The recently released United Nations Economic and Social Commission for Asia and the Pacific (UNESCAP) report said that “Pakistan’s economy has been affected not just by the global economic crisis but also by the declining security situation and intensification of conflict linked to terrorism.”
The global economic crisis, combined with the escalated war on terror at its doorstep, sent Pakistan back to IMF in November 2008.
This, in spite of the fact that till August 2008, the US had given $7.89 billion in military assistance and $3.1 billion in economic and developmental assistance to Pakistan. The US International Affairs Budget stated this number would reach $1.6 billion this year. The Defence Department suggests another $700 million in “security force support”.

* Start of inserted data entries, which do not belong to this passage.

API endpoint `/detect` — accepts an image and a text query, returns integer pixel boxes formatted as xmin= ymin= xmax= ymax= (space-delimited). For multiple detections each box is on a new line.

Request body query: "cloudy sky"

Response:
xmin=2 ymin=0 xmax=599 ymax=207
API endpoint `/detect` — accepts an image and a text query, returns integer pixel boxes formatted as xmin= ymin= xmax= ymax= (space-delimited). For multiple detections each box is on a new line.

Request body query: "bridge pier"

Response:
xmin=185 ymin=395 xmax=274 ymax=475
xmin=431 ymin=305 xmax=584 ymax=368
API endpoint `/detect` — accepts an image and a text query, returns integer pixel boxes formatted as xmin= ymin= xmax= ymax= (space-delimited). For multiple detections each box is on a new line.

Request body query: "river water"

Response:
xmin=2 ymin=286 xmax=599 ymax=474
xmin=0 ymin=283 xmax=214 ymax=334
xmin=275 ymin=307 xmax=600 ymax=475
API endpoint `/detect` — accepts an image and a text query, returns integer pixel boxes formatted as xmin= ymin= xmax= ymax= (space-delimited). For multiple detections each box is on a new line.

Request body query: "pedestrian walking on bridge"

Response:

After partition, Pakistan was one of the few countries in the world that had an average growth rate of 5 per cent over a period of four decades, often growing faster than India. This was not only above the global average, it made Pakistan a model for growth during the 1960s — in fact, South Korea mimicked Pakistan’s second five -year Plan (1960-1965).

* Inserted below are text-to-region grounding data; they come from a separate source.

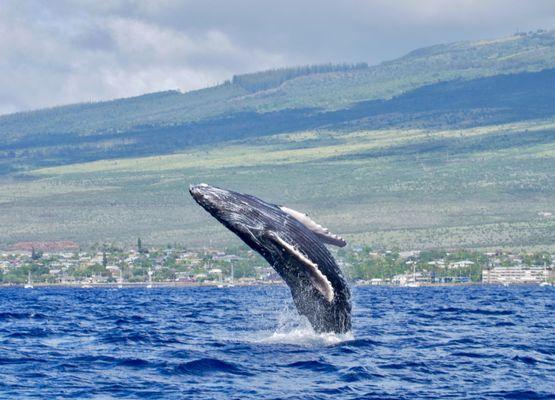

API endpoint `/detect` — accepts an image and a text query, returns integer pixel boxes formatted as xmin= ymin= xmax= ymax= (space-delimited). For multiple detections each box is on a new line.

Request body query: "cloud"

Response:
xmin=1 ymin=0 xmax=555 ymax=114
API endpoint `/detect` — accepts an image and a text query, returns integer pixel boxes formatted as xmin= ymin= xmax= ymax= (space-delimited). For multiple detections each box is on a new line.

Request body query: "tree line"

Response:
xmin=231 ymin=62 xmax=369 ymax=92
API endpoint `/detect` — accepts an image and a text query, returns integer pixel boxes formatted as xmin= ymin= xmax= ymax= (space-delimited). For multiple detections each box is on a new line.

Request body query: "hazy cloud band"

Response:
xmin=1 ymin=0 xmax=555 ymax=114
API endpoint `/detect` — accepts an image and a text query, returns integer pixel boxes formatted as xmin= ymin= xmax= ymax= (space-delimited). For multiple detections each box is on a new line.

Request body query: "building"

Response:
xmin=392 ymin=272 xmax=431 ymax=286
xmin=449 ymin=260 xmax=474 ymax=269
xmin=482 ymin=267 xmax=549 ymax=284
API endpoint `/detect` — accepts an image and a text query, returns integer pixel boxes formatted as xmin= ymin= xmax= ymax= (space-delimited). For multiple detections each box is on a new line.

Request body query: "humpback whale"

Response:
xmin=189 ymin=184 xmax=352 ymax=334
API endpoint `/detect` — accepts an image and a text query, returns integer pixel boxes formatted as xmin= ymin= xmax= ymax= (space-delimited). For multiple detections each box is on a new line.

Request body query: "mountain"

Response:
xmin=0 ymin=30 xmax=554 ymax=250
xmin=2 ymin=30 xmax=555 ymax=173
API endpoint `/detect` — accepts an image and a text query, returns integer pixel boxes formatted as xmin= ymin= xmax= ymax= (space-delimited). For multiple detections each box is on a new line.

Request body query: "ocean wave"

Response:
xmin=0 ymin=285 xmax=553 ymax=399
xmin=0 ymin=311 xmax=47 ymax=320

In the 1990s, due to the combination of poor economic governance by the Pakistan People’s Party (PPP) and the Pakistan Muslim League (Nawaz) [PML (N)] rulers, a severe drought and increased defence spending, Pakistan’s growth rate slowed to an average of 4 per cent.
While Benazir Bhutto and Nawaz Sharif attempted to place emphasis on the role of the private sector and liberal reforms in the 1990s, these were largely poorly implemented.
The Asian Development Bank has said that “Pakistan’s economic prospects over the next two years are predicated on a successful completion of its IMF programme; a gradual improvement in the security and energy situations; and sustained implementation of fiscal reforms along with political stability.”
The lessons that Pakistan learns from its economic collapse remain to be seen. Given that improved relations with India under Musharraf resulted in a stronger economic performance, will Pakistan overcome its security-based obsession with India and turn back to fostering stronger trade relations with its resilient neighbour?